【学長からのメッセージ2024.10】「包まれているということ」
星美学園短期大学 学長 阿部健一
「包まれているということ」
どこで読んだのかは、すっかり忘れてしまいましたが、人間にとって、“包まれている”という感覚を持つことは、とても大事なことであるという意味の文を読んだことがあります。
私の父は、晩年、認知症になり、自身の妻(すなわち私の母)に対して「どちらからおいでですか?」と言ったり、「私は、結婚したことがないんですよね」と言ったりしていました。息子である私については、当然息子という認識はなく(なにしろ結婚したことがないのですから)、“どこかの親切な人”という認識でした。

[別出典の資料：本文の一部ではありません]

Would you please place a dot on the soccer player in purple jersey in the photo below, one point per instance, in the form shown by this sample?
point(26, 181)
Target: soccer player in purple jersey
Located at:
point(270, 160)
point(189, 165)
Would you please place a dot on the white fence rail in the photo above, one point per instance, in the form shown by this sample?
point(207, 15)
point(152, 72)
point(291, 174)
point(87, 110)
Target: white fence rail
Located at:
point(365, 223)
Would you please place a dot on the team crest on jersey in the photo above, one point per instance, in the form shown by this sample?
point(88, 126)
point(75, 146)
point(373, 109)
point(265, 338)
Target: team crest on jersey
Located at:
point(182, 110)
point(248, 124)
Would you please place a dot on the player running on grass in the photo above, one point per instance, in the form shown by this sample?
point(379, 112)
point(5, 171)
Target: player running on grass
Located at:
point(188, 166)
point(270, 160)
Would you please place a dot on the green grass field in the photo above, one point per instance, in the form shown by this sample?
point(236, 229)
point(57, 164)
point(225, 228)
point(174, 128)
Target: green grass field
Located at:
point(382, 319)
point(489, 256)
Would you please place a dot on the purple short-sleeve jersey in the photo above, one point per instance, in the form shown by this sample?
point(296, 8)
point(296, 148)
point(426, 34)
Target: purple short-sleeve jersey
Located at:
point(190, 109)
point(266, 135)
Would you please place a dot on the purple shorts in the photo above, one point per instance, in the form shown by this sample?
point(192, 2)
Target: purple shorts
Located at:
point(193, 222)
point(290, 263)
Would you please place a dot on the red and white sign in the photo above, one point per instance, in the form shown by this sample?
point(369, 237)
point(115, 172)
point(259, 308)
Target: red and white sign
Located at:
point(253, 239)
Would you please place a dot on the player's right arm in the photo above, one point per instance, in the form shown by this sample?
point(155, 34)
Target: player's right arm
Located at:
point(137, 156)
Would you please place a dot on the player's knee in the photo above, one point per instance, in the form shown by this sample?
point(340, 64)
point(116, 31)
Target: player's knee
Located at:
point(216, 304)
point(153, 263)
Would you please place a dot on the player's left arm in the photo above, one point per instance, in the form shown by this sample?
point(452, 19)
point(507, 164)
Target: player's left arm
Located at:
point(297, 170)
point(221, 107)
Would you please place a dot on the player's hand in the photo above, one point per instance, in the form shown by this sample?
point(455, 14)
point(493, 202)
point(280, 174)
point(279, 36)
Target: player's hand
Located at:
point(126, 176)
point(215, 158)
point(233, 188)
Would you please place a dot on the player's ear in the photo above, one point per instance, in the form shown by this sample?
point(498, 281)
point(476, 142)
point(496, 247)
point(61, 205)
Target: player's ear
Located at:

そんな晩年の父が、音声自動再生のように、繰り返し、繰り返し語っていたのが、自身の母(私からすると、あのやまゆりを飾ってくれた祖母)のことでした。内容は、たいてい、どぶろくを密造していた話でした。そして、私に言うのです。「あんたも、一度、うちのお袋のどぶろくを飲んでみるといいよ」
父の中では、お袋が、秋田の実家に、リアルに生きているのです。いくら、私が「もう死んで、いないんだよ」と理を尽くして説明しても、馬耳東風でした。父の「お袋に会いたい」という思いを、私は、その都度、はぐらかすしかありませんでした。
「認知症になると、一番よかった時代に還る」と誰かに聞いたことがあります。
父は、農家の三男坊で、高等小学校を出してもらうと、家を出て就職しました。そして、長い長い人生を歩んできました。そして、最後に歩んでいこうとした場所は、母の愛に包まれた場所でした。